If column having dates in multiple format, Get last date of month for specific date format - scala

I have a spark data frame having two columns (SEQ - Integer, MAIN_DATE - Date) as:
Now I want to add a column based on the condition that if the format of MAIN_DATE is "MMM-YYYY" then it should be converted to Last day of the month and new data frame should look like this:
Any suggestion will be much appreciated.

You can use Spark's when/otherwise methods in order to operate differently for each different date format of the MAIN_DATE column.

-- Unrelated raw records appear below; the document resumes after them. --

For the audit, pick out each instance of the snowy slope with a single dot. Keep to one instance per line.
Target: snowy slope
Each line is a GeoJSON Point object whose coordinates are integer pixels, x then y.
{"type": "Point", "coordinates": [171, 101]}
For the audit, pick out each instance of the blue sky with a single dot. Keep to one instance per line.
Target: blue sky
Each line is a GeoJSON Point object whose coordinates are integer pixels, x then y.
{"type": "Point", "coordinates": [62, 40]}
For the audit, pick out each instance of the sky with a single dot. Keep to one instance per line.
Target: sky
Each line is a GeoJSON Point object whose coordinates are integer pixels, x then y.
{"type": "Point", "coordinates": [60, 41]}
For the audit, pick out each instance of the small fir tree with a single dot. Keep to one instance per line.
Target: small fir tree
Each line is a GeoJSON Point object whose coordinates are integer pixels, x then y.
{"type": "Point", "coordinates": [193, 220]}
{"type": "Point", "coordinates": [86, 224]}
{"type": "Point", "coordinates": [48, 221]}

More specifically, you can simply match the MMM-yyyy date format values of the column based on the field's String length (since we know that those values we always have 8 characters) as a condition in when and then:
use to_date to convert the String value to a valid date based on a format we give as an argument, and
use last_date to get the last day of the month each curry date in MAIN_DATE is referring to.
As for the "regular" rows with the dd-MMM-yyyy date format, just a to_date conversion would be sufficient within the otherwise method.

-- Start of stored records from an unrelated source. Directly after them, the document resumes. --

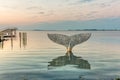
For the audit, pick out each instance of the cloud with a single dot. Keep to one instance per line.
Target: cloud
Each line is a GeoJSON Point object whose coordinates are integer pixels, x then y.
{"type": "Point", "coordinates": [41, 12]}
{"type": "Point", "coordinates": [84, 1]}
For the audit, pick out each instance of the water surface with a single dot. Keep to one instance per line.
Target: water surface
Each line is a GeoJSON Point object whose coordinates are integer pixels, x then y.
{"type": "Point", "coordinates": [30, 61]}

After that, all there's left to do is to convert the dates back to the desired dd-MMM-yyyy format (because to_date converts a given date to the yyyy-MM-dd format).

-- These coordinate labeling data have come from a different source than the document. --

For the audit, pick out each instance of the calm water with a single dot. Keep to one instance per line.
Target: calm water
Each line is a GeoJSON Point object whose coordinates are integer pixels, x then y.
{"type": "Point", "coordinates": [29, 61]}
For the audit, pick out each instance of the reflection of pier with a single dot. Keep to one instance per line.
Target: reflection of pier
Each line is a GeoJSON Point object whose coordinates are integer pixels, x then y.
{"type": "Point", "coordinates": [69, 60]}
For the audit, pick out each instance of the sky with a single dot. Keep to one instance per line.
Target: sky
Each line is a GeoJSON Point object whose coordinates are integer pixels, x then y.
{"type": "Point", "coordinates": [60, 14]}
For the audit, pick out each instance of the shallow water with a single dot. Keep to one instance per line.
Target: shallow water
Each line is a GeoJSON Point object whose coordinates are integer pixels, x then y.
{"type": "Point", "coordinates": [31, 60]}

This is the solution in Scala (split in into two withColumns to make it more readable, instead of an one-liner):
df.withColumn("END_DATE",
when(length(col("MAIN_DATE")).equalTo(8), last_day(to_date(col("MAIN_DATE"), "MMM-yyyy")))
.otherwise(to_date(col("MAIN_DATE"), "dd-MMM-yyyy")))
.withColumn("END_DATE", date_format(col("END_DATE"), "dd-MMM-yyyy"))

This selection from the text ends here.